Infamous bounty hunter Bitter Sweet has led his crew of like-minded miscreants for nearly three decades. They can track and capture any man or woman in the known world…for a price. But Sweet is tired. Decades of pursuing the lowest reaches that humanity has to offer have taken their toll. The grime, the lies, the danger, the death. He’s sick of it all.

But it’s the only business he knows, and business is good in the aftermath of a long and bloody war. The unstoppable armies of the Vol Empire have conquered Pratia, obliterating all opposition and occupying the kingdom’s cities as they establish a brutal new order. The Pratian king is slain in the carnage, but his son—the Crown Prince and sole heir to the throne—has vanished.

Eager to tie up the loose ends, the new Vol rulers turn to those who know the land and its people the best. Bounty hunters.

Against his better instincts, Sweet accepts the contract and sets out in search of the fugitive Crown Prince. But his crew are not alone in the hunt. Danger rides with them every step of the way. Rival gangs, Vol soldiers, deadly trackers and dark magickers are all pursuing the heir to Pratia, too.

Soon Sweet and his crew have a choice to make, hunt or be hunted?


The Hunter’s Lament is a highly character-driven grimdark book with an ending you won’t see coming. In this story we follow the old and worn down bounty hunter Bitter Sweet go for one last payout along with his crew. This is a well worn trope, but one I will probably never get tired of, and it was executed superbly by the author. The whole book was really a character study of Bitter Sweet and the members of his crew, which I found very enjoyable. The side characters didn’t get a lot of development at first, and I would have liked to see them developed even more, but as the novel progressed we do see more of each of them and what makes them tick, and this character work is the true strength of the book.

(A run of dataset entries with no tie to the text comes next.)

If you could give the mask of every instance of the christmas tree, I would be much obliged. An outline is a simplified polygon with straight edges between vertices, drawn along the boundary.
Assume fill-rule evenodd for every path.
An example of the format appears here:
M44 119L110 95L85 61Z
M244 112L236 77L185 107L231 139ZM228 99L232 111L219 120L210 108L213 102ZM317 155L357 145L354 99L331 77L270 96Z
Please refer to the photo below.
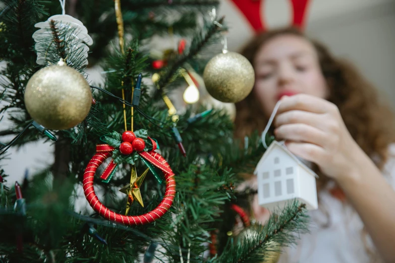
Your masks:
M177 112L167 96L215 54L219 1L3 2L0 112L13 125L0 136L15 137L0 139L0 161L43 138L55 161L20 184L0 170L0 261L270 262L307 230L297 202L250 225L241 207L254 193L236 186L264 152L260 137L242 144L223 111ZM157 59L157 36L181 40ZM102 87L85 80L96 64Z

That isn’t to say that there isn’t any action in The Hunter’s Lament, because there is plenty of that. The combat scenes were engaging and exciting, but as any good book does, the fighting really served as another way to develop the characters and help us to see different sides of them. As one would expect from a crew of bounty hunters, they are all hardened and coarse, but as we travel along with them, we see the deeper parts of their personalities buried underneath. Which makes many moments of the book hit even harder emotionally because truly nobody is safe. This is a grimdark novel in that it portrays the brutal reality of the lives the crew lead without any shine or embellishment. They hunt and kill for a living, and I can guarantee that not all of your favorite characters will make it out alive at the end.

The pacing can be pretty slow at many points of the book, with deep introspection from Bitter Sweet, punctuated by moments of fast, violent action. And I do also have to note that Bitter Sweet’s ponderings did get somewhat repetitive for me by the end, since much of them follow the same line of thought. His overall character development more than made up for this issue however. And the ending, I don’t even know what to say about it. I certainly did not see it all coming, and I don’t think you will either. It was bittersweet (get it?) in the best ways and though certainly not the ending I imagined, I can’t think of a better way it could have gone.

The worldbuilding is interesting because it is well developed, but at the same we learn very little about it. Due to the personal nature of the narrative and the short length of the book, we don’t go very deep into explanations about the world at all. There are various kingdoms, and a group of indigenous people that are fascinating. There is also very little magic for the vast majority of this book. It isn’t until the very end that magic plays any major role. None of this negatively impacted my experience at all, and it was a good choice for the story the author was writing. It did however, leave me wishing for more books in this world because there is certainly much more to it than what we saw here.

I’ve never read Abercrombie but this book reminded me of much of the praise I’ve heard about Abercrombie’s writing. As I understand it, this is a standalone novel, but I would definitely not say no to more books in this world. If you enjoy gritty, but not over the top, grimdark and character-driven low fantasy, I highly recommend this book. It is a quick read that won’t leave any reader untouched.